Dance of the Hours (Italian: Danza delle ore) is a short ballet and is part of the Act III finale of the opera La Gioconda composed by Amilcare Ponchielli. It depicts the hours of the day through solo and ensemble dances. The opera was first performed in 1876 and was revised in 1880. Later performed on its own, the Dance of the Hours was at one time one of the best known and most frequently performed ballets. It became even more widely known after its inclusion in the 1940 Walt Disney animated film Fantasia where it is depicted as a comic ballet featuring ostriches, hippopotamuses, elephants and alligators.

==Description==
The ballet, accompanied by an orchestra, appears near the end of the third act of the opera, in which the character Alvise, who heads the Inquisition, receives his guests in a large and elegant ballroom adjoining the death chamber. The music and choreography represent the hours of dawn, day (morning), twilight and night. Costume changes and lighting effects reinforce the progression. The dance is intended to symbolize the eternal struggle between the forces of light and darkness. It is about 10 minutes long.

==Structure==

The piece begins with an introduction in G major, with vocal assistance in the form of a recitative which is omitted in the symphonic version.
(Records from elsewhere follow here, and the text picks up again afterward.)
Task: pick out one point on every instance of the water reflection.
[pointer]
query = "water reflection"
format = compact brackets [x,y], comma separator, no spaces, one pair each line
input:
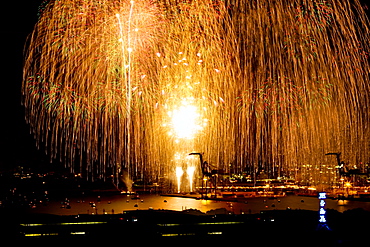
[120,203]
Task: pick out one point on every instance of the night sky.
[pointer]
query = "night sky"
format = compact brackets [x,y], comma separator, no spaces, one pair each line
[17,145]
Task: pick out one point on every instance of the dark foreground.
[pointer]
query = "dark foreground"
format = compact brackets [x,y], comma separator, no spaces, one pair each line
[148,227]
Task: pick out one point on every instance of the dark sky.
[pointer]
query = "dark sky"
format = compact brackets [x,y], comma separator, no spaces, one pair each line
[17,145]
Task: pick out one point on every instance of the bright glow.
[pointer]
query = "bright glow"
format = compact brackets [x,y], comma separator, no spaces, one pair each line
[179,173]
[322,195]
[190,171]
[185,121]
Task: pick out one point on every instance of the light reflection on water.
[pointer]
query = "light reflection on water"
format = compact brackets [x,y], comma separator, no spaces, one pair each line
[120,203]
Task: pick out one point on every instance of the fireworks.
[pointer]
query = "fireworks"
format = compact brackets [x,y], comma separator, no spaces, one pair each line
[265,84]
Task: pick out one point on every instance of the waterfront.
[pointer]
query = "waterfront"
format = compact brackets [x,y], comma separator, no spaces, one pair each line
[108,204]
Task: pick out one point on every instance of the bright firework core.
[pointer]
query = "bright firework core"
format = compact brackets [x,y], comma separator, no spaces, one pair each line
[186,121]
[265,86]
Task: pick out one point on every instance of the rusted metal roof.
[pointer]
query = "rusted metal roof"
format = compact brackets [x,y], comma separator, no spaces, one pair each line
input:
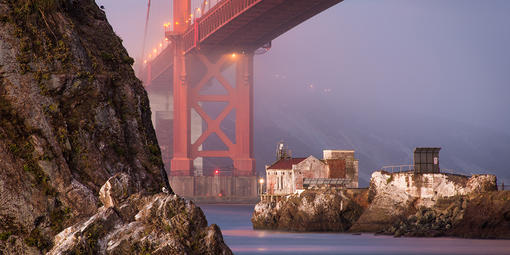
[286,163]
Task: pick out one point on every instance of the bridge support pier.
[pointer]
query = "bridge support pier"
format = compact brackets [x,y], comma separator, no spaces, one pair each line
[243,161]
[188,96]
[181,163]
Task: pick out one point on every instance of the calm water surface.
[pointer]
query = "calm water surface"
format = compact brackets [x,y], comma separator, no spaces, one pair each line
[234,221]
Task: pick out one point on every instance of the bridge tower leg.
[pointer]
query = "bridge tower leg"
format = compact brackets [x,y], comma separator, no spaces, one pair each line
[181,163]
[187,97]
[238,98]
[244,164]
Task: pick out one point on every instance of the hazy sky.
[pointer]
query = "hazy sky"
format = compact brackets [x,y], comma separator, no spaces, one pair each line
[449,58]
[383,60]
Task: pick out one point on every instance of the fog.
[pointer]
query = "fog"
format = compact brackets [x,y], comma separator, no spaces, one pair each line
[380,77]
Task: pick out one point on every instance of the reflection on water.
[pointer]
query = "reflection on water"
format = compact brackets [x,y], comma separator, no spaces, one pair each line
[234,221]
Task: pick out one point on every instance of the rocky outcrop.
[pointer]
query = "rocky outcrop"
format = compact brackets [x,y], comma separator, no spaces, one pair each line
[393,195]
[72,114]
[134,223]
[312,210]
[399,204]
[479,215]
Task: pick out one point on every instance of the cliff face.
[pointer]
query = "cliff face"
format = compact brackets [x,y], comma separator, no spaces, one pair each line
[393,195]
[312,210]
[72,114]
[131,223]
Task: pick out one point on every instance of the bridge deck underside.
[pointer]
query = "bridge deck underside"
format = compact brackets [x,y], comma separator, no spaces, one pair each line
[261,23]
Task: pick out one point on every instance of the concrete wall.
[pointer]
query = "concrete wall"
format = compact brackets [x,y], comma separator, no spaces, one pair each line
[351,165]
[216,188]
[280,181]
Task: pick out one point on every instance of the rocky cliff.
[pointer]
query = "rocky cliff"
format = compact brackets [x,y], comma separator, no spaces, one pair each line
[130,222]
[72,114]
[312,210]
[400,204]
[393,195]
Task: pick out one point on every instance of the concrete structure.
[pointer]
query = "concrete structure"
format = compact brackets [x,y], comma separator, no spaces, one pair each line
[426,160]
[288,175]
[224,189]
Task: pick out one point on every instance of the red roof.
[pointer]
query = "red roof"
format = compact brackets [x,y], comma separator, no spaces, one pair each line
[286,163]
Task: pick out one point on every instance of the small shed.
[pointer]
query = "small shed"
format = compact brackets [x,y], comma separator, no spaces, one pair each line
[426,160]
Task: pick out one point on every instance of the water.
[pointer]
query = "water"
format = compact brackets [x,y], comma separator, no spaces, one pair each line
[234,221]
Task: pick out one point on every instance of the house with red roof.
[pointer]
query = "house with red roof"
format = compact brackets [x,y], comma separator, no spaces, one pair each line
[338,168]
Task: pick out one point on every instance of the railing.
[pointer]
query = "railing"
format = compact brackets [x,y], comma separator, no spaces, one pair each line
[398,168]
[219,15]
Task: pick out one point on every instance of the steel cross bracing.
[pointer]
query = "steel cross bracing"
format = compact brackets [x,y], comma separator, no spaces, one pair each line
[239,26]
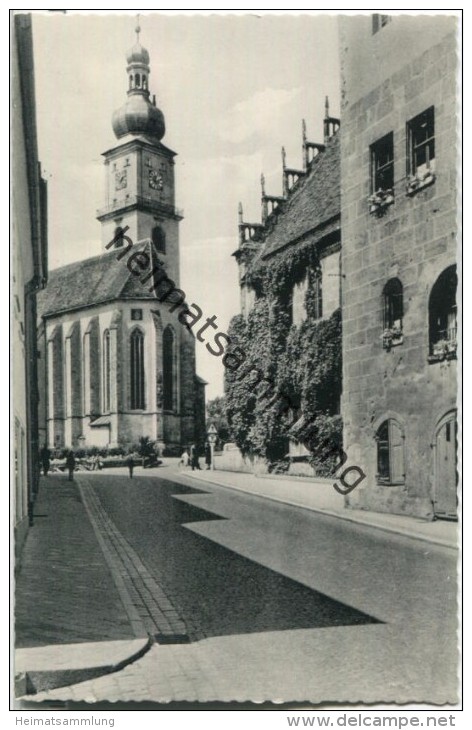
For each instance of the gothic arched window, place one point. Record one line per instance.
(106, 372)
(168, 366)
(390, 456)
(443, 314)
(393, 305)
(137, 400)
(159, 239)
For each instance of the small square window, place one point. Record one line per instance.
(381, 159)
(379, 21)
(421, 148)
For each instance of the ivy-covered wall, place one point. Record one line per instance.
(289, 378)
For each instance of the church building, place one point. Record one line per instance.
(117, 363)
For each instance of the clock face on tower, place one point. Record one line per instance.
(120, 180)
(155, 180)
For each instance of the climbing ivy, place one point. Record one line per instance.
(287, 370)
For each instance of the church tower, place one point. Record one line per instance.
(139, 171)
(119, 364)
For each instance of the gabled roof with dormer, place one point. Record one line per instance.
(311, 211)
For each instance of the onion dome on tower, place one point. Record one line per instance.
(138, 116)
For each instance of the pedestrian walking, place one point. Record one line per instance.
(130, 465)
(70, 465)
(45, 457)
(208, 455)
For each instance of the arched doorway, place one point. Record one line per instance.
(445, 467)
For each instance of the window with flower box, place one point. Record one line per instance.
(443, 317)
(381, 174)
(393, 313)
(421, 151)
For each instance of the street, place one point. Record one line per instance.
(250, 599)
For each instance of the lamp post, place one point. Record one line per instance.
(212, 436)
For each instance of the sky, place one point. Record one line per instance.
(233, 89)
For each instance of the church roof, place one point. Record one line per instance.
(95, 281)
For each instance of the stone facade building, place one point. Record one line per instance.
(399, 220)
(119, 363)
(29, 274)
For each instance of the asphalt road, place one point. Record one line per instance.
(238, 563)
(216, 590)
(281, 602)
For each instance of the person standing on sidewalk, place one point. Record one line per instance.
(45, 457)
(208, 455)
(70, 465)
(194, 463)
(130, 465)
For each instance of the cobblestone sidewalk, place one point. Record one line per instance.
(64, 592)
(150, 609)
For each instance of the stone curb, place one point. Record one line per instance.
(30, 682)
(332, 513)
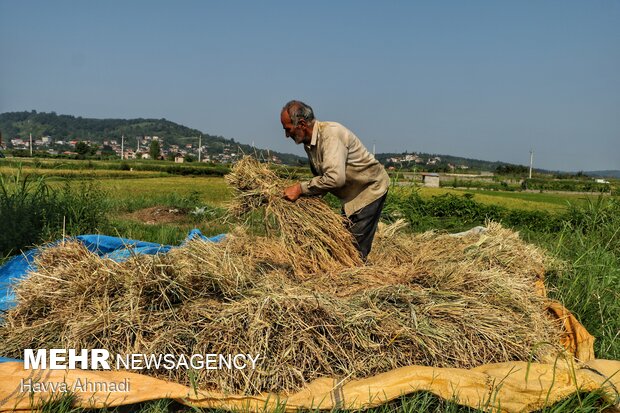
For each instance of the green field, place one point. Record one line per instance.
(584, 236)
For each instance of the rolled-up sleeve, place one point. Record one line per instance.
(334, 154)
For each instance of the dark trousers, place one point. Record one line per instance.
(363, 224)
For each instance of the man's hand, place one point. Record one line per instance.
(292, 193)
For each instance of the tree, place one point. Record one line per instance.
(154, 150)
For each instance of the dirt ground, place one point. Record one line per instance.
(159, 215)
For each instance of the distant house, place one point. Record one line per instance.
(430, 180)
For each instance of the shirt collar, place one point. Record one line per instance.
(315, 133)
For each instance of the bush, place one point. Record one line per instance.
(33, 213)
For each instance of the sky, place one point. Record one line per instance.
(488, 80)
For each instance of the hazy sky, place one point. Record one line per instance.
(481, 79)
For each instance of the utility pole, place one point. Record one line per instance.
(200, 148)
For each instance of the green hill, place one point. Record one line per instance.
(67, 128)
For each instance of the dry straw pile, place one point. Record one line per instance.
(298, 296)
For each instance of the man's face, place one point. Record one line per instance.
(290, 130)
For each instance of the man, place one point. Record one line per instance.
(341, 165)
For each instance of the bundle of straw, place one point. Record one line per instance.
(314, 236)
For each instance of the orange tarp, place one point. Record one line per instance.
(509, 387)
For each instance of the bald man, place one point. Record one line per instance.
(342, 166)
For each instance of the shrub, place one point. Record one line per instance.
(32, 212)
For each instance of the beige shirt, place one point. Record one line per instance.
(342, 165)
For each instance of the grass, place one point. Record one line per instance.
(415, 403)
(516, 200)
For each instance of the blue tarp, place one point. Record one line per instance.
(118, 249)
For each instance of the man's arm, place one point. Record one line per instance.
(334, 164)
(334, 155)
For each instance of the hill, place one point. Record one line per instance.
(604, 174)
(53, 133)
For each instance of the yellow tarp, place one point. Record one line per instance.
(511, 387)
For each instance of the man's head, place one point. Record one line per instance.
(297, 120)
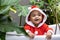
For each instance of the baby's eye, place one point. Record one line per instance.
(33, 15)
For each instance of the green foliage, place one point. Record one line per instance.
(35, 2)
(4, 9)
(24, 11)
(9, 2)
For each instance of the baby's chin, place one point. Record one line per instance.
(37, 22)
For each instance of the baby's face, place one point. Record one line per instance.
(36, 17)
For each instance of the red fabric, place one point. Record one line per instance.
(41, 30)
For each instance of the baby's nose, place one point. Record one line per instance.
(36, 16)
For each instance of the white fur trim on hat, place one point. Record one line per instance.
(30, 23)
(50, 31)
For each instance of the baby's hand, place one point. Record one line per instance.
(48, 35)
(31, 35)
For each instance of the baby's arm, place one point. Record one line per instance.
(27, 29)
(49, 32)
(31, 35)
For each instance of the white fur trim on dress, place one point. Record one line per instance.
(50, 31)
(30, 23)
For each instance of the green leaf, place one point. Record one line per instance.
(24, 11)
(9, 2)
(4, 9)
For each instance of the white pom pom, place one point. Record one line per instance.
(29, 8)
(36, 32)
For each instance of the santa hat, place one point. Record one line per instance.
(32, 8)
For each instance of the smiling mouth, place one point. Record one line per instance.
(36, 19)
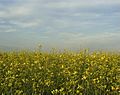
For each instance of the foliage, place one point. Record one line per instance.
(59, 73)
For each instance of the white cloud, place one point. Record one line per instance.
(81, 3)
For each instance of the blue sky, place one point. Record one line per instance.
(70, 24)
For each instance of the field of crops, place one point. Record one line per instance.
(59, 73)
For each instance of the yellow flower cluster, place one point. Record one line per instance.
(59, 73)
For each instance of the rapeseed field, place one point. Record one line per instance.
(59, 73)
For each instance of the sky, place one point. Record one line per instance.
(72, 24)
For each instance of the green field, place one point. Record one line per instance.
(59, 73)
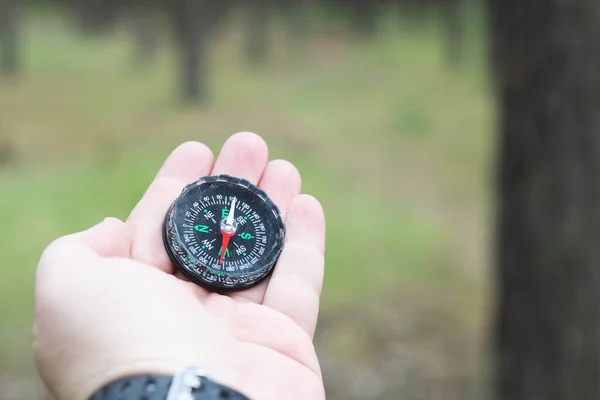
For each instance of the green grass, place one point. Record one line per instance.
(394, 145)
Then follows in sequence: the dance of the hours of dawn, the hours of day, the hours of the night and the morning.

The episode devoted to dawn (in E major) merges with the extensive introduction to the episode dedicated to daytime hours, anticipating the rhythmic structure of four notes, which characterizes the episode. The transition point between the two episodes, where it marks the birth of the day, coincides with the intervention in fortissimo of the chorus ("Prodigio! Incanto!"), which follows a slow chromatic passage, typical of Ponchielli's style.

After a brief episode in C♯ minor devoted to the night, based on figuration in staccato, a connected and expressive melody in E minor, played by cellos, introduces the morning. A new pathetic melody in A minor extends to a broad phrase with initial tone in E minor.

A brief diminuendo precedes the attacca of the final coda in A major, a vigorous can-can in the manner of Romualdo Marenco's Ballo Excelsior (1881), introduced by an abrupt change of tempo to allegro vivacissimo.

==In popular culture==
A tune from part of the ballet was used by comedian Allan Sherman for his comic novelty song "Hello Muddah, Hello Fadduh", about a summer camper writing home to tell all the terrible things happening at camp. It was reused by Frank Sinatra's daughter Nancy Sinatra for her recording "Like I Do".